Git access to OpenNeuro datasets#

The underlying format for dataset is a git-annex repo created with datalad. Every dataset tracks changes as commits and snapshots are stored as git tags.

Datasets support clones, pushes, and other git operations. All datasets require authentication for access but public datasets will be available via anonymous clones in a future release.

Repository conventions#

A dataset must always be present in the root level of the repository.

OpenNeuro validates the size of regular git (non-annexed) files and a subset of bids-validation before accepting a git push. It is important to annex any large files in any commits before pushing. .bidsignore must always be a regular file. Some features are only available for regular files (such as diffing) and textual data is generally best kept as regular git objects.

A recommended .gitattributes configuration for git-annex to automate annexing the correct files when using git add or datalad save

* annex.backend=SHA256E
**/.git* annex.largefiles=nothing
*.bval annex.largefiles=nothing
*.bvec annex.largefiles=nothing
*.json annex.largefiles=largerthan=1mb
phenotype/*.tsv annex.largefiles=anything
*.tsv annex.largefiles=largerthan=1mb
dataset_description.json annex.largefiles=nothing
.bidsignore annex.largefiles=nothing
CHANGES annex.largefiles=nothing
README* annex.largefiles=nothing
LICENSE annex.largefiles=nothing

Credential Helper#

Using openneuro-cli, git can be configured to automatically use your OpenNeuro credentials to allow access to datasets. This is the preferred method for authenticating regular git access. An advanced method of issuing a key is documented below if you cannot use the git credential helper for your use case.

Setup#

Once you have openneuro-cli installed and you’ve logged in with openneuro login, you can configure git to automatically use your login.

# This allows the helper to identify which dataset you are accessing automatically and issue a key for that dataset
git config credential.useHttpPath true
# Point git at the openneuro-cli tool (this must be an absolute path)
git config credential.helper "/path/to/openneuro git-credential"

Alternatively openneuro-cli can be given the name git-credential-openneuro and this shorter command will work.

git config credential.helper "openneuro"

This will configure these options for one repository.

To enable for all OpenNeuro repositories add this to your git configuration file.

[credential "https://openneuro.org"]
  useHttpPath = true
  helper = "/path/to/openneuro git-credential"

Usage#

Most datalad or git operations will work as expected but there are a few limitations. Force pushes or unrelated history will be rejected. Annexed data is accepted but only via the git transport, using other annexes will result in unreachable files or failed validation due to missing data.

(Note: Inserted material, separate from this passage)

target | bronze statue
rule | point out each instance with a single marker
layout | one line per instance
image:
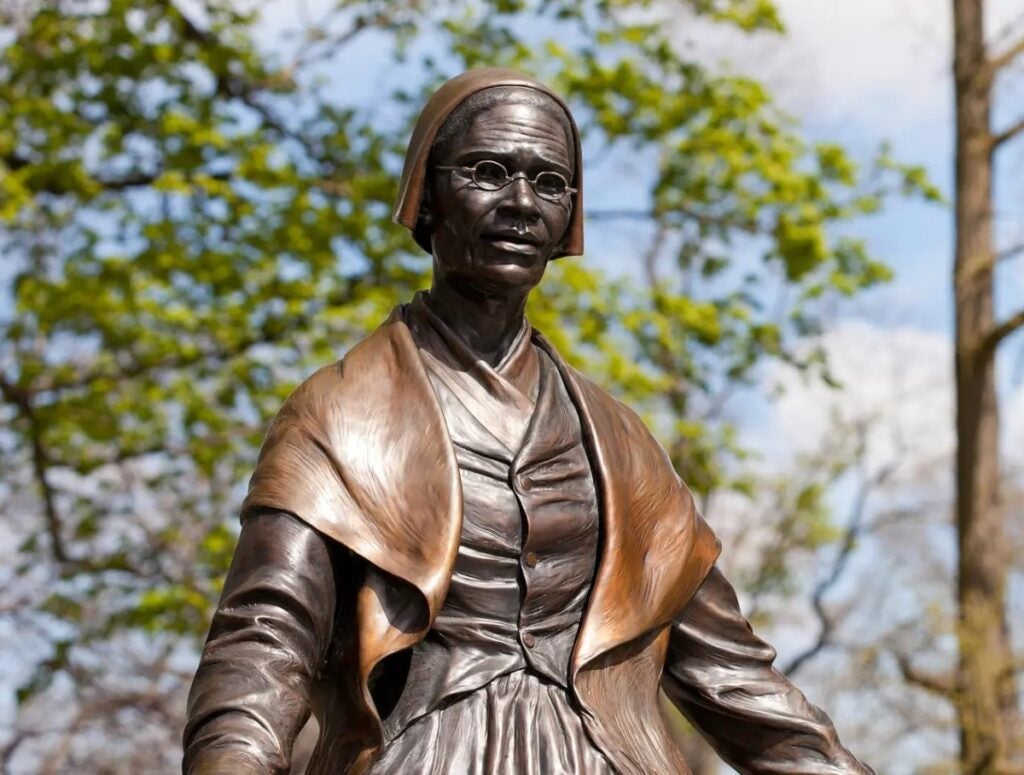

To download a new dataset using the credential helper you can start with an empty repo and then configure that repo.

mkdir ds000001
cd ds0000001
git init
git remote add origin https://openneuro.org/git/0/ds0000001
# Follow the above steps to setup the credential helper
git pull origin master
git pull origin git-annex:git-annex
# From here you can treat this like a datalad dataset and export back to OpenNeuro to deploy changes

When you are ready to push changes, make sure to validate them before attempting to push. OpenNeuro will reject some invalid pushes but cannot run the full bids-validator until after your changes have been pushed.

Advanced authentication#

If you cannot use the credential helper you can manually generate a short lived key and pass this as the password for git operations. Substitute path= with the repository path for the dataset being accessed.

openneuro git-credential fill <<EOF
protocol=https
host=openneuro.org
path=/git/0/ds000001
EOF

Snapshots#

Snapshots are represented as git tags. To use all OpenNeuro features, you must have at least one tag with a valid semantic versioning name. This is typically 1.0.0 but can be any valid numeric semantic version.

git-annex special remote#

Direct access can clone, push, and pull dataset contents but it does not transfer annexed objects on its own. For public datasets, the annexed objects are available with a preconfigured remote on S3 shortly after the dataset is made public or a new snapshot is created if the dataset is already public.

For private datasets or to add new data with DataLad or git-annex, a special remote is available to push data directly to OpenNeuro.

Configuring OpenNeuro special remote#

Obtain the URL from the dataset page and run initremote (or enableremote if you need to update it).

# Make sure openneuro-cli is installed and available in your path
# You should see 'VERSION 1' 'EXTENSIONS' if this is working
echo "EXTENSIONS" | git-annex-remote-openneuro
# Configure the remote with the URL for your dataset
git annex initremote openneuro type=external externaltype=openneuro encryption=none url=https://openneuro.org/git/0/ds0000001

After this you can use regular git-annex or datalad commands to upload or download any annexed files by using the openneuro remote.

# To upload any annexed objects to the remote
git annex copy --to openneuro

To download annexed objects from the remote, you may need to manually ask git-annex update the local state of the OpenNeuro remote. You can force this update for all files:

git annex fsck --fast --from openneuro